Wes-Confessions of a Bad Cripple

When I was asked to write for Crippled is Beautiful I was told I could write whatever I wanted with exception of profanity and negativity. These rules frankly are like disabling me all over again. Not going to lie, I have now been writing, rewriting and then scrapping this thing for about three weeks now, trying to find something, some shred of positivity about being disabled that I can grab onto and turn into words and I don’t have it. 


The truth is I have been a bad cripple. I haven’t played the role. Born small in 76, I maxed out at 4ft10 with Arthrogryposis leaving my legs like 30% of what legs should be and the rest of my joints not right to varying degrees. I tried, I’m sure I tried to be the “He doesn’t know he’s not a regular kid” cripple for the first few years because I remember overhearing people saying it. But I always knew, I think we all always know really. Around the age of ten I realized that I didn’t really belong and tried to kick the “regular kid” thing up to 11. By the age of thirteen, I realized I was never going to be allowed to be Regular, as even when I was regular well meaning adults would go out of their way to publicly praise me for how Regular I tried to be. Around that time I found the secret to make all that garbage go away, no one praises you for being Regular if they don’t like your attitude. Want to make that Abelist praise go away quick and easy? Try developing an attitude that’s a healthy mix of underachiever and proud of it and Johnny Rotten wrapped in broken glass. I highly recommend F bombing a French Teacher after school hours and riding out an in school suspension like it’s a paid vacation. It comes down to this, they stop praising the Little Cripple Boy when he’s no longer cute. 
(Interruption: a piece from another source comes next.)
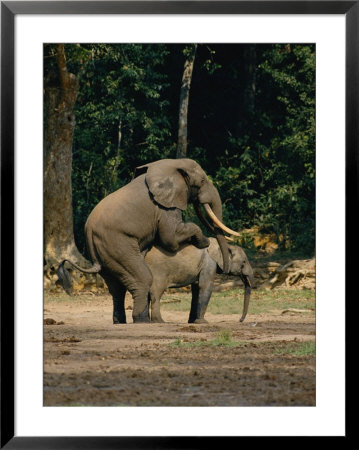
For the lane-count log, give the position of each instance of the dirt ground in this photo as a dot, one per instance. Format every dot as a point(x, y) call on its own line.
point(88, 361)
I have been a bad Cripple. In my life I have called myself a Punk, an artist, an anarchist, a man, a Mother F’er. A good guy, bad guy I have identified as so many things. But I have almost never identified as a person with a disability. Anyone trying to get me to address my disability for the most part may as well have been pulling out their own teeth because that at least would have yielded results. Even with living off a disability pension since the age of 29 I have refused disability as identity. I have been a bad cripple, I don’t like it, I never have I never will. To me there are zero advantages to my disability and I would not recommend it to anyone who has a choice in the matter. I don’t find myself particularly brave for not quitting. If I am brutally honest, I've felt ashamed and spiteful  of my condition, at how my body has failed me and in the ways I have failed myself. I am not where I should be in my life because much like my legs I can’t seem to make things work right. 


So then why am I here giving this confession? Because I am trying to change, because I have a best friend who I keep pulling my teeth out to try and get her to be herself out in the world and it would be hypocritical for me to not do the same. Also, to be frank, I'm even more tired of ignoring being a cripple than I am of being crippled. I’ve watched the orange man in a cheap suit mock us on the largest stage. I have watched my local leaders say we shouldn’t leave the house and hack our funding to bits. I see kids like I was now growing up and being turned into mass inspiration porn online and as bait to collect Amen’s in the comments section. I see two legged cats on The Dodo being compared to us. I see Normal people using our daily lives with the tagline What's Your Excuse? So I guess the positivity of this blog is that I am done being a Bad Cripple but I am not about to behave either. I am going to start to do my part, take my place as a straight up O.G Cripple. Is this negative? I dunno, I guess we will see.